Optimize costs for your disaster recovery strategy
You can optimize Spanner disaster recovery costs in the following ways:
- Multi-region configurations: Use multi-region configurations only for applications that require 99.999% availability. For applications that require read-only latencies, consider read replicas in other regions.
- Backup frequency: Schedule backups only as frequently as needed to meet your requirements.
- Backup type: Use incremental backup schedules to save storage costs.
- Backup retention: Determine and set the backup retention period for the shortest time required to meet your recovery and compliance needs.
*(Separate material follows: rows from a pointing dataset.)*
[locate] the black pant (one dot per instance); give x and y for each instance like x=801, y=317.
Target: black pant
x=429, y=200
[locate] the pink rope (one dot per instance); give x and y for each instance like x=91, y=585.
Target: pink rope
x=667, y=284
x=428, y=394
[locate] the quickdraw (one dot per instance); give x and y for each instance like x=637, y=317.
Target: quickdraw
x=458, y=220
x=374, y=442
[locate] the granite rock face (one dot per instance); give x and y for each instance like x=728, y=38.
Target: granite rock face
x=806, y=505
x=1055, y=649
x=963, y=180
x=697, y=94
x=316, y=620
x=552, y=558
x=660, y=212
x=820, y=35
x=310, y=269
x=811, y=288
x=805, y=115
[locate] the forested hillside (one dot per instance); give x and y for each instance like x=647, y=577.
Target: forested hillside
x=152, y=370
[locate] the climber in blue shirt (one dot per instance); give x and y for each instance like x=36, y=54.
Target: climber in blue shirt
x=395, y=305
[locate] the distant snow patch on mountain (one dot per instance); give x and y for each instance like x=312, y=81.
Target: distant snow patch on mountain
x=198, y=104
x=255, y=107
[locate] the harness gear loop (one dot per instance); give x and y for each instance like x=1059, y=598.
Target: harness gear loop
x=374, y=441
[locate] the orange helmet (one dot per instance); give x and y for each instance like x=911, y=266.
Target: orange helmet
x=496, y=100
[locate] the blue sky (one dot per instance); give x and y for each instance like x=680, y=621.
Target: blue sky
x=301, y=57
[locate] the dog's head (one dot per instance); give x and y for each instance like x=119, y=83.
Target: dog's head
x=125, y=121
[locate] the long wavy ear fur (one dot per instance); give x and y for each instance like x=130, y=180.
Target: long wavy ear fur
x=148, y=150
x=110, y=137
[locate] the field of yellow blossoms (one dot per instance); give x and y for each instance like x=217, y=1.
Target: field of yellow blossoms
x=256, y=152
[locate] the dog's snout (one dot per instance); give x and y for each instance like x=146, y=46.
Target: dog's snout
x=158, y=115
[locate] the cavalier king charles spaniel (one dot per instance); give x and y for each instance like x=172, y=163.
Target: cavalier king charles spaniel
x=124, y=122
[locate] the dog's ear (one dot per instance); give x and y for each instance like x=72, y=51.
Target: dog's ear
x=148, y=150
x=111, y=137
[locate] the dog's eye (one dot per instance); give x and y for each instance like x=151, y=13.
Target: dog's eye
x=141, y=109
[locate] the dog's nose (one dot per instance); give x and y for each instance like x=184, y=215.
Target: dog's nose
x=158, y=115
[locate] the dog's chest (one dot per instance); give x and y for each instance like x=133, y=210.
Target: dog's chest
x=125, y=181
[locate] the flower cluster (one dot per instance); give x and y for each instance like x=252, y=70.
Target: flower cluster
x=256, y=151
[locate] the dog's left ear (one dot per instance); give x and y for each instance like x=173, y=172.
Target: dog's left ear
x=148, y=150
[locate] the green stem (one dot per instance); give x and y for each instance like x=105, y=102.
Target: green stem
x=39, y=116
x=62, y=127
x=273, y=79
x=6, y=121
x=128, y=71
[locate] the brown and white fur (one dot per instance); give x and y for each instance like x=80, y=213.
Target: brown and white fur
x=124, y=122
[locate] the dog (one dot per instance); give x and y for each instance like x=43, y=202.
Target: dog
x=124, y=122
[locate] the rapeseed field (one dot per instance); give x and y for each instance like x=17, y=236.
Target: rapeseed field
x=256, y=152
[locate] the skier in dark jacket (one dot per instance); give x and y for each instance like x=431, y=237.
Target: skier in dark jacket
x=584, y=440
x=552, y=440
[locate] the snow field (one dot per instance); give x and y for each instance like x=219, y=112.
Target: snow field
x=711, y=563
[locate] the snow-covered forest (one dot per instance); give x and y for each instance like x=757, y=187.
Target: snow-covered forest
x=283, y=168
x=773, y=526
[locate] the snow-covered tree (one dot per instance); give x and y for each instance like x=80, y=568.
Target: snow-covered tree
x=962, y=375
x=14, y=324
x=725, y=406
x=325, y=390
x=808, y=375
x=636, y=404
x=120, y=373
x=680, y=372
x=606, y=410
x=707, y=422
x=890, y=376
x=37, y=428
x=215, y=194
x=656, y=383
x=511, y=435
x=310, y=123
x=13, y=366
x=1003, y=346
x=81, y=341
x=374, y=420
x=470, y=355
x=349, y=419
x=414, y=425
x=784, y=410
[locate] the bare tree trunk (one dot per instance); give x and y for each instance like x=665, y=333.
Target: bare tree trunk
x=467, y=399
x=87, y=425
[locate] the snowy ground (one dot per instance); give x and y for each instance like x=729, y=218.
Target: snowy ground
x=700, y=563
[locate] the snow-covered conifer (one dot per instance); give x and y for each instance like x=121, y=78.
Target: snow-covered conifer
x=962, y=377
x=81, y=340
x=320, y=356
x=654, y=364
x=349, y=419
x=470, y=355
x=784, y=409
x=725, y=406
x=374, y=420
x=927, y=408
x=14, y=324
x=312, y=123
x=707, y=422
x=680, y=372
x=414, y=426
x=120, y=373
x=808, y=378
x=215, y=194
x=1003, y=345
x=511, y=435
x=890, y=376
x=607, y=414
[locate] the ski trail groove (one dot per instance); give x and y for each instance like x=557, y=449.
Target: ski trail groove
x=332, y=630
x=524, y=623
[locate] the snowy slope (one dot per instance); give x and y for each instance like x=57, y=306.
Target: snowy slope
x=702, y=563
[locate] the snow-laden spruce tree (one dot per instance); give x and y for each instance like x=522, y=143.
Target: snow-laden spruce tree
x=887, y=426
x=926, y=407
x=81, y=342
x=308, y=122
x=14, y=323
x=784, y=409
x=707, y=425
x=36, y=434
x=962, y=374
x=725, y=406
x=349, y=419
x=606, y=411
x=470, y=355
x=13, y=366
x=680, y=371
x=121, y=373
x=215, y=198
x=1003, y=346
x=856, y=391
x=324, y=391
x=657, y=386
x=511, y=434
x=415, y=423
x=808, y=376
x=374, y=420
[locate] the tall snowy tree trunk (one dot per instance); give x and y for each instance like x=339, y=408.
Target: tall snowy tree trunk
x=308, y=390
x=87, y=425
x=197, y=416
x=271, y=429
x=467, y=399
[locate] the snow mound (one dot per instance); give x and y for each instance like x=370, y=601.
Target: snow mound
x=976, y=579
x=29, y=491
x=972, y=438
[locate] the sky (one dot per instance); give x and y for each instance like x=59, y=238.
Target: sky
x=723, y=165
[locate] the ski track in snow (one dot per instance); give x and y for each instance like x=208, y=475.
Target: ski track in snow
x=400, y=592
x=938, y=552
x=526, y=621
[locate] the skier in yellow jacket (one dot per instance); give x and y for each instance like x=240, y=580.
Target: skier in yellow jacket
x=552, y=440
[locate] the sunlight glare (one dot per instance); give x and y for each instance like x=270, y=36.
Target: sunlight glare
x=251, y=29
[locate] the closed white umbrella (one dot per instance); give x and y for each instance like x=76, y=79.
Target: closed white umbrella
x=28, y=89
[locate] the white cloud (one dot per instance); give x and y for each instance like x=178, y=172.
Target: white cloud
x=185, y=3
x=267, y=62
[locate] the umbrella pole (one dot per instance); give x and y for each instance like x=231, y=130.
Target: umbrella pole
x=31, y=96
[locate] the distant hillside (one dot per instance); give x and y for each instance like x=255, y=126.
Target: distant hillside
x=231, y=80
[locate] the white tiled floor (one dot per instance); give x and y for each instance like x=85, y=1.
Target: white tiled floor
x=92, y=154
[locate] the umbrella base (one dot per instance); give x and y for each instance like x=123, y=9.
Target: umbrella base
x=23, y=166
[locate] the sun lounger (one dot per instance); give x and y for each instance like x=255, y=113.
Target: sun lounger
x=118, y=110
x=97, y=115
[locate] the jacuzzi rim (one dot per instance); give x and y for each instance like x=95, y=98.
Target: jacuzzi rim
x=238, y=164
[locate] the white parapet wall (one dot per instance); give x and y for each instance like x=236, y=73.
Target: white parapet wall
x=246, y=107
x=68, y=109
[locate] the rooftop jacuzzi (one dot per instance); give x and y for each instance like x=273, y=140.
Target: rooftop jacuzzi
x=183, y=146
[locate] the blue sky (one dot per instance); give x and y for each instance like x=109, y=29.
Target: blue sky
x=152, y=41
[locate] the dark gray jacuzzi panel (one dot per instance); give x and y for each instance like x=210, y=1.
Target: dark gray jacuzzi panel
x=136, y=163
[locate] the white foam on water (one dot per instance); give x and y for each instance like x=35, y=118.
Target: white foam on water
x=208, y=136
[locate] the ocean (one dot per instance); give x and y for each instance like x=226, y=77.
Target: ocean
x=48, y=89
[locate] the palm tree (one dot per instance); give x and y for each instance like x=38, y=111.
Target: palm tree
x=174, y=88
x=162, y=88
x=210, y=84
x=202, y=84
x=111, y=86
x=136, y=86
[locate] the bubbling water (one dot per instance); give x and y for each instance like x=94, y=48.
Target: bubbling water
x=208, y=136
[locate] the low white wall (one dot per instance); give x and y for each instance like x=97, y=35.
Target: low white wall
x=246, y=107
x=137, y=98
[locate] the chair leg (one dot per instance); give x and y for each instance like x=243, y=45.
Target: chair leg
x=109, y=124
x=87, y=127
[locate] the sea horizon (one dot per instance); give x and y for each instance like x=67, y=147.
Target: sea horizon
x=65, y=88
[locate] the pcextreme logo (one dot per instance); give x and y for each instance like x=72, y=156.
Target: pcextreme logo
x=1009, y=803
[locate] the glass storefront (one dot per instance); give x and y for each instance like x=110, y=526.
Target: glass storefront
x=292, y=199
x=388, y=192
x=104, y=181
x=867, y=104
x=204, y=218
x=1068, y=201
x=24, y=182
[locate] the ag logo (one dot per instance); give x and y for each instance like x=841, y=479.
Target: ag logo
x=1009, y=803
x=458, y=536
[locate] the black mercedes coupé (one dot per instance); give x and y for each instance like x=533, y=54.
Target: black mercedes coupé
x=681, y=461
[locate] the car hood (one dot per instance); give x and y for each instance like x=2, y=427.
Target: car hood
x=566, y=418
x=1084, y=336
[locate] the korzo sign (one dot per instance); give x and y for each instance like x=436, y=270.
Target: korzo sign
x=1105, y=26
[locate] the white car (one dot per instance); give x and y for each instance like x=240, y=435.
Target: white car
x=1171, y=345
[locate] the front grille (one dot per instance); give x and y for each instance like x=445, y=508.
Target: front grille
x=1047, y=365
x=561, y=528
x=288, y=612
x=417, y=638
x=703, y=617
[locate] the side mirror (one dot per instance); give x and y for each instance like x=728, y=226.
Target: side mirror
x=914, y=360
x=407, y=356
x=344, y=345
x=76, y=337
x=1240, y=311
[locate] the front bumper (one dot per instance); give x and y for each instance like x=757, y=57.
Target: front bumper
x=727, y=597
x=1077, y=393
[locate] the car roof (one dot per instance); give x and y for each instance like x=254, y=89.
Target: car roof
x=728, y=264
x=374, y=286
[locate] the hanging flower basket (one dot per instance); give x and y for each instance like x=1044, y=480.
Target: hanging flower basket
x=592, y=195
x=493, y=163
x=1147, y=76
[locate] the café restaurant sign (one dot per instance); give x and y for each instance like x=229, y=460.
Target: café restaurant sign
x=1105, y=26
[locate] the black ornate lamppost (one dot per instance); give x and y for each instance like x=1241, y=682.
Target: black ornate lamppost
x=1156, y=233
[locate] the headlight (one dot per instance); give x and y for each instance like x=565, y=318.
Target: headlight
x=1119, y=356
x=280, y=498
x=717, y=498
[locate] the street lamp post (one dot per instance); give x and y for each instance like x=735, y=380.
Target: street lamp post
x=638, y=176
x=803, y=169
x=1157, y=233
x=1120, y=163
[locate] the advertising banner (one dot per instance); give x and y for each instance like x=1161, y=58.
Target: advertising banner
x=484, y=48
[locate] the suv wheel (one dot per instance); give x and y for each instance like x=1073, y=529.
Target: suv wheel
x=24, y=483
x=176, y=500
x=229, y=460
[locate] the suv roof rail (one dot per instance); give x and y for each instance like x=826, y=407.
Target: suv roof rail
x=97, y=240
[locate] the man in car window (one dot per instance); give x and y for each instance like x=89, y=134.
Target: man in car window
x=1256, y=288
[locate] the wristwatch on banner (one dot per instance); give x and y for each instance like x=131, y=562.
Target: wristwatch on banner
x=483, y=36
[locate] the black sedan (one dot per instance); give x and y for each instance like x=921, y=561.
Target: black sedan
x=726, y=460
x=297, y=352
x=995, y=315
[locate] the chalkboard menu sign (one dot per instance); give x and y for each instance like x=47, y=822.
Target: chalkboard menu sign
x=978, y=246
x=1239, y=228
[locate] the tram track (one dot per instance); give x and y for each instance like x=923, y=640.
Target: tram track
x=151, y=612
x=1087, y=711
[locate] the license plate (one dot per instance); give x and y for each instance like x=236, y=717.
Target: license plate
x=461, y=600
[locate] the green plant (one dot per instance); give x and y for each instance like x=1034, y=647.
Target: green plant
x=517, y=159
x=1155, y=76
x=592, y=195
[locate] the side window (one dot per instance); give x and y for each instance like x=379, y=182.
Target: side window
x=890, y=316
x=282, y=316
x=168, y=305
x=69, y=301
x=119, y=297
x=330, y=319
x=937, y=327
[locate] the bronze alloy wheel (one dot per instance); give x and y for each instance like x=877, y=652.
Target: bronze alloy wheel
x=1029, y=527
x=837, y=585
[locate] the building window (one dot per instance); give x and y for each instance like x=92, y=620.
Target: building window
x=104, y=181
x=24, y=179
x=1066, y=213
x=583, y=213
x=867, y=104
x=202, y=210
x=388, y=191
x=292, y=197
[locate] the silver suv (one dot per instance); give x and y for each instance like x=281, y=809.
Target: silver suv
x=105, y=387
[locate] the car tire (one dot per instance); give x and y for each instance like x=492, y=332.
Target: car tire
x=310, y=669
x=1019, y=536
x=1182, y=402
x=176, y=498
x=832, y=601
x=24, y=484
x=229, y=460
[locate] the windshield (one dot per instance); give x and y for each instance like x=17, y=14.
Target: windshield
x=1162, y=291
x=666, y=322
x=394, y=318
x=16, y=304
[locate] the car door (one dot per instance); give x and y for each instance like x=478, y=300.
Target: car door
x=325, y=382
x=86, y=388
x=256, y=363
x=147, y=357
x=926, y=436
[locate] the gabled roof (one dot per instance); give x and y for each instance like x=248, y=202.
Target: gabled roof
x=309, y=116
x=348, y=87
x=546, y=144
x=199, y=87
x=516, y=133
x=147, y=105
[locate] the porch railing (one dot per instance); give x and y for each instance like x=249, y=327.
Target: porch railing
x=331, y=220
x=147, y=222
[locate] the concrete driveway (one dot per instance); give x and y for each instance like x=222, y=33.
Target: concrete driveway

- Large data exports: Consider using Spanner Data Boost for large data exports to offload compute resources from your instance and avoid negative impact on your transaction performance.
Test your disaster recovery strategy
Consider testing and validating the following components of your disaster recovery plan:
- Simulate the most likely events that can cause data loss for your organization.
- Practice restoring your databases from a created backup. For more information on restoring your database, see Restore overview.
- Assess the impact of your disaster recovery plan on storage utilization.
- Assess the impact of backup processes on your application performance.
- Simulate a zonal or regional failure to test your failover and recovery procedure.